Parenting

Matching

by Stacey Conner
Updated: 
Originally Published: 

“Almost all the kids match,” my son declared.

I tensed a little in my miniature chair, wrapped both hands more tightly around my chai and waited to see if he would pursue it. Fourteen munchkins arrayed around the preschool snack table gave him varying levels of non-attention, fixated mostly on their little hoards of raisins and wheat crackers.

Vaguely, it occurred to me that “almost all” was a complicated concept. Their brains develop so fast. They inhale sophistication. I can watch their thinking process grow and change like bread rising.

“Almost all the kids are peach momma. We match. And Saige matches Teacher Miscilla.”

Saige barked, a second after I predict it in my mind, “I match mommy’s eyes.”

This is a recurrent theme in our house for the last month or two. As their minds become aware of color. Of features. Of alike and not alike. Their brains breathe in, breathe out, puzzling it. Our skin is different. Our eyes are the same. Saige has a tummy mommy. I do not.

I’m torn by her desire to match me. We have worked so hard for three long years to attach as a family. My emotional identity as her mother is strong, but they are young, simple, physical beings still. She wants the hard evidence. She wants to belong to me in fibers and colors and names and skin. Words are not satisfactory. Love. Bond. Concepts can’t be touched. They want to see and hold. Garrett’s hair matches Daddy’s hair. Saige’s eyes match Mommy’s eyes.

I encourage it gently and hide my reservations. My fears are adult fears. I know that she needs an identity as she grows that includes her Haitian heritage and her brown skin. I know that someday soon a desire to match her white mother and not her African American teacher could mean that I have failed to combat the pervasive message in our society that white is beautiful. That princesses are blond. That different is bad.

Not yet though. I feel fairly confident of that. She tells me she is pretty. She smiles when I do her hair and asks if she can see it. Oh, she primps, it’s beautiful. This four-year-old year, I see only a child exploring the ways she belongs in her family, not a child rejecting the way she looks.

The preschoolers looked to me, sticky handfuls of raisins half way to their mouths.

“I don’t match,” I reminded my son, “my skin is olive. Saige’s eyes match mine but her skin is chocolate like Teacher Priscilla. We are all unique. Who else has brown eyes?”

Four small hands went up. “I have blue eyes,” an adorable little blond piped.

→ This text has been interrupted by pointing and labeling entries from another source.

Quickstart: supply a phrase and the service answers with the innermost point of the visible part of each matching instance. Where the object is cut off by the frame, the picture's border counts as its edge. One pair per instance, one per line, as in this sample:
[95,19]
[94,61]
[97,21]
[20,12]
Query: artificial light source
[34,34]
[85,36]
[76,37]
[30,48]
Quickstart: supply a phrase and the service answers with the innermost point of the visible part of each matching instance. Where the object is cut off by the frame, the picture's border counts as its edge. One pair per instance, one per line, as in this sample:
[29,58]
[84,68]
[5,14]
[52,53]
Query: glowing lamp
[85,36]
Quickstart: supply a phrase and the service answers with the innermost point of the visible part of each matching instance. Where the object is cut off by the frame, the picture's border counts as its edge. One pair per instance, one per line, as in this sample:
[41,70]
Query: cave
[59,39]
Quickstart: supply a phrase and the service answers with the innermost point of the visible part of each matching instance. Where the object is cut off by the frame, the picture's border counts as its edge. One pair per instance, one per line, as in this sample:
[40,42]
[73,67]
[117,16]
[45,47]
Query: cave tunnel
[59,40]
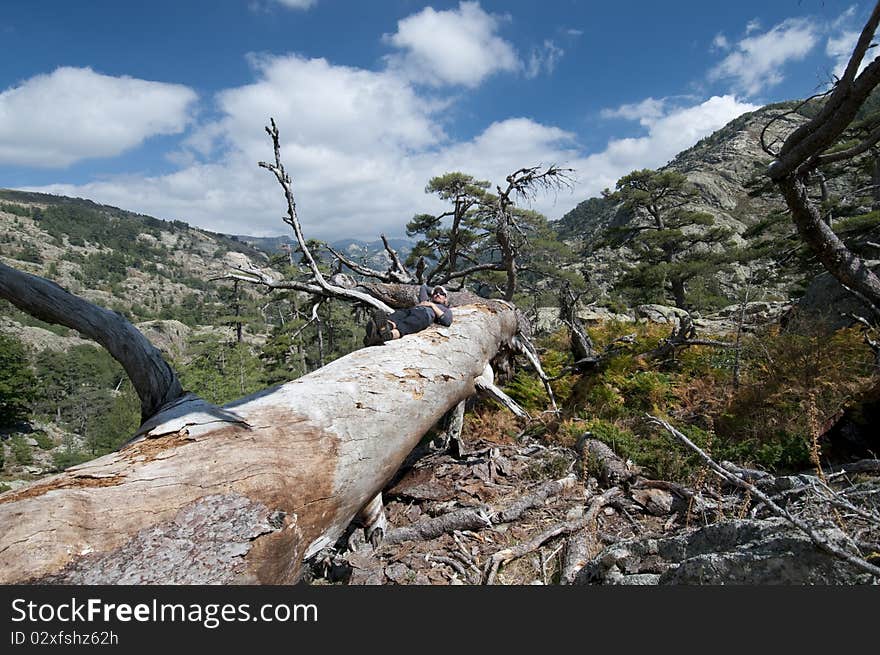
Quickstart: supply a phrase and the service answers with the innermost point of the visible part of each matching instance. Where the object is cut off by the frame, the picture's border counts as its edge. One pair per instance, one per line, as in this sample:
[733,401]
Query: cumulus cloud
[451,47]
[720,42]
[297,4]
[72,114]
[357,173]
[842,41]
[755,61]
[544,58]
[669,131]
[646,111]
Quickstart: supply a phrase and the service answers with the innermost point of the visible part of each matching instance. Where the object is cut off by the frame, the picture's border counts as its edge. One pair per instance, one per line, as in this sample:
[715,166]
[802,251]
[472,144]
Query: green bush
[20,450]
[43,440]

“You do. Who else has blue eyes?” More comparing. Liam has green eyes like Garrett.

“But you’re the only one with red hair,” I say, “we’re all different and we all match.”

Just as suddenly as it began, it’s over. Their fickle attention shifted to something else, a spilled water cup, their dwindling raisins. Teacher Marietta directed them to the Rainbow Room where Ryan’s Grandpa, an entomologist, is ready to show them his Australian leaf bugs. They are huge! They are interesting! The biggest one laid an egg on his hand! We talk about bugs and only bugs for days, but I know it will come back up. I know it’s on their minds because of the way it surfaces and sinks and resurfaces in our conversations. Matching. Our skin. Our eyes.

This round is easy because they are easily satisfied. The hard questions wait for us around the corner.

I want to pour my heart into her. You are stunning. You are gorgeous. You are unique. Don’t cave to them, with their airbrushes and their chemical treatments and their make believe women in their make believe lives. Don’t think that pretty and picture perfect are equal. Don’t think that there is a look, a hair color, a weight, a wardrobe that brings happiness. Happiness is a family that loves you. Happiness is friends to giggle with you all night. Happiness is wine night every Thursday. It’s finding a passion. It’s tracing 1000 year old carvings with your finger. It is pouring your heart into something and coming in second. It’s in a hug. It is seeing your grandmother’s eyes light up when she meets your baby boy.

It is inconstant. It takes effort.

If you try to bleach or tan or sleep or puke or buy or exercise or read or drug your way to it, it will always elude you.

She is too small. I know. She is too small for all these words. So, I put them here for her for someday. You can not know the weight of someone’s heart by looking at them, darling. There are plenty of tiny blonds that cry themselves to sleep at night. There are redheads the world over that starve themselves in the name of a warped concept of beauty.

We are all different. We are all the same.